Diagnosing Model Issues and Weaknesses

Training a model incrementally might feel like a hustle at first (especially because it requires more complicated MLOps pipelines), but it comes with a unique advantage: the ability to track the learning process step-by-step, and record much more granular metrics. For example, with Active Learning, you get the opportunity to get a confusion matrix for each loop, and establish exactly when a specific class is being learned, or when overfitting starts occurring. It also allows to analyze the stability of parameters across time. Active Learning provides unprecedented abilities for a data scientist to analyze, for example, if two classes should be consolidated, or if a model is too deep or too narrow, making it a powerful diagnostic tool for data scientists.

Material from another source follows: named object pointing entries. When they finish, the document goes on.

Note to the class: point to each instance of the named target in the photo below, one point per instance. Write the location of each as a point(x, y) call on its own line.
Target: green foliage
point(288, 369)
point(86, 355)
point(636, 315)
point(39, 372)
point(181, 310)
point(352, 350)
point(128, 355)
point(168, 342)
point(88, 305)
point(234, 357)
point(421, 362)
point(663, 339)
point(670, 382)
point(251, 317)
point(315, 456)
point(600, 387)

Improving Model Explainability

Last but not least, by the same argument of incremental learning, Active Learning makes it possible to correlate the injection of specific data along the training process with fluctuations in the model and its learning curve. Because the selected data is annotated, it is possible to analyze how the density of information (like specific objects in the case of object detection or segmentation) changes over time, and how it correlates to changes in the pace of learning. For example, if the data runs out of trucks and the learning curve for cars stalls, it is possible not only to improve the data collection process (you could even generate the exact right synthetic data), but to gain a detailed understanding of what helps the model learn faster.

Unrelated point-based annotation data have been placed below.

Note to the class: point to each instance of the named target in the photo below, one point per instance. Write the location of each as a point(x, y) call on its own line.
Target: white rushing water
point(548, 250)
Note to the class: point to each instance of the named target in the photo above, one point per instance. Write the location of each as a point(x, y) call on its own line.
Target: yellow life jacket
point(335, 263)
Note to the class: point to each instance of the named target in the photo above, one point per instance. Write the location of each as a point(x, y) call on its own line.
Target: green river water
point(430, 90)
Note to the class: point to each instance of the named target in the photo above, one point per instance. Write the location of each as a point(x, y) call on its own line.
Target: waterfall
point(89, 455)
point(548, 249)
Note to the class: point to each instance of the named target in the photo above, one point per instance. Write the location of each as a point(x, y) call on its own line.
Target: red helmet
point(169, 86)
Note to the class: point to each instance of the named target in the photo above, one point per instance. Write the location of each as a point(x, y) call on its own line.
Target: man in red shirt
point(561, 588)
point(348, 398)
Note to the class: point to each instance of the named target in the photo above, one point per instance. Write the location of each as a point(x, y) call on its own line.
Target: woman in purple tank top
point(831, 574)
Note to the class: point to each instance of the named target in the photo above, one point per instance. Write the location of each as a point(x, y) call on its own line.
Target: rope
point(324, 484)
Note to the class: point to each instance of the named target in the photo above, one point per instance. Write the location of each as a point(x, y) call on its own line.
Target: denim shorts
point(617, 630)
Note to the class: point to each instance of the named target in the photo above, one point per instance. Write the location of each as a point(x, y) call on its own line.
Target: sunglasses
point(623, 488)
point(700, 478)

Who knew that Active Learning could actually be such a powerful tool to help data scientists build and train their models faster and better? Well, we did, and that’s what we designed the Alectio Platform to do for you. But regardless of whether or not you want to make the Alectio Platform one of your preferred MLOps tools, we hope that you will give Active Learning a fair shot and explore its many benefits beyond the simple fact that it can help you keep labeling costs under control. We are certain that you will not regret it.